Höckes Interviewband „Nie zweimal in denselben Fluss“ aus dem Jahr 2018 bietet zahlreiche Belege für den bewussten Einsatz esoterischer Motive. Sie stehen in der Tradition des mythisch aufgeladenen und fundamental kulturkritischen Buches „Revolte gegen die moderne Welt“, das der italienische Faschist Julius Evola 1934 verfasste. Auch Höcke betont den Wert von Mythen. Sie seien „Kraftquellen und Orientierungshilfen“. Schließlich könne „[e]in reines Technokratentum … nie die inneren Kräfte der Menschen freisetzen, die wir für die grundlegende Erneuerung unseres Landes brauchen.“ Höcke beschwört „die romantische Tiefenhellsichtigkeit der Deutschen“, eine „lebendige Organik“ und „[d]ie mystische Versenkung“, um „dem Numinosen [gemeint ist das Übernatürliche bzw. Göttliche / M.L.] näher zu kommen“. Das klingt ganz friedlich, und dient doch nur einem radikal-destruktiven Zweck, den Höcke im Interviewband unmissverständlich benennt: „Ein paar Korrekturen und Reförmchen werden nicht ausreichen. Aber die deutsche Unbedingtheit wird der Garant dafür sein, daß wir die Sache gründlich und grundsätzlich anpacken werden. Wenn einmal die Wendezeit gekommen ist, dann machen wir Deutschen keine halben Sachen. Dann werden die Schutthalden der Moderne beseitigt, denn die größten Probleme von heute sind ihr anzulasten.“ Hier spricht ein Wiedergänger des Nationalsozialismus.

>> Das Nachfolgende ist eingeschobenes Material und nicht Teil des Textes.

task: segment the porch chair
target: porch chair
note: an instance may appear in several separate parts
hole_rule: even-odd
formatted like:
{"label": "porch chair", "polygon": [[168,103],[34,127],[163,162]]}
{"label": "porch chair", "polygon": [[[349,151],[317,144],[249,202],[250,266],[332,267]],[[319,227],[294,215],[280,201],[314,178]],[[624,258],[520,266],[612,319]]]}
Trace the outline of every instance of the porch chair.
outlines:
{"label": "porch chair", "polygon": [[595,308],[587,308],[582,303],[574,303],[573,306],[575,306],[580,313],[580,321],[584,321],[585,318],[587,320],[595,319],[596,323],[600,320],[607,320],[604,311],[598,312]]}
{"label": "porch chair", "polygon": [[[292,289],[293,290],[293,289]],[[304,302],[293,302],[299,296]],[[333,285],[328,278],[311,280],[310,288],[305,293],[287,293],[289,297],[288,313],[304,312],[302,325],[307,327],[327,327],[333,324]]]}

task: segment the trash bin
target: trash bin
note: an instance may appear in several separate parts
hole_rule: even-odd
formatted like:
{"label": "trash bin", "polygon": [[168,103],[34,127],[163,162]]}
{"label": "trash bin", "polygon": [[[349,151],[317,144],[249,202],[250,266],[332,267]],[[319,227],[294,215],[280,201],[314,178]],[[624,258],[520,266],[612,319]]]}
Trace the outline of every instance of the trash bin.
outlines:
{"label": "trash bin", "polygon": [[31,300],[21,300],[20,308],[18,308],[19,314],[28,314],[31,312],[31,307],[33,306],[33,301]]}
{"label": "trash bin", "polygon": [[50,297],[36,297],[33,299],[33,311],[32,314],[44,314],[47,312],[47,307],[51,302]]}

Die esoterische Traditionslinie

Dass Faschismus und Rechtsextremismus regelmäßig mit esoterischen Motiven gekoppelt werden, haben die Veröffentlichungen von Mark Sedgwick in Erinnerung gerufen („Gegen die moderne Welt“ [2004/2019] und „Traditionalism“ [2023]). Sedgwick zeigt, dass das Werk des Traditionalisten René Guénon (1886-1951) einen großen Einfluss auf Julius Evola und seinen aus Rumänien stammenden Geistesgenossen, den Religionswissenschaftler Mircea Eliade hatte. Heute beziehen sich Alexander Dugin und Steve Bannon auf die traditionalistische Schule Guénons und Evolas. Zentrale Akteure des internationalen Faschismus und Rechtsextremismus, Menschen hinter Putin und Trump, koppeln ihre Ideologie an eine esoterische-irrationale Gedankenwelt, die jeglichen Beleg für überflüssig hält, da das Vernünftige angeblich nur wegführt von der wahren Bestimmung des Menschen. Gerade weil sich damit offensichtlich alles begründen lässt, ist die esoterische Traditionslinie für Autokraten besonders attraktiv.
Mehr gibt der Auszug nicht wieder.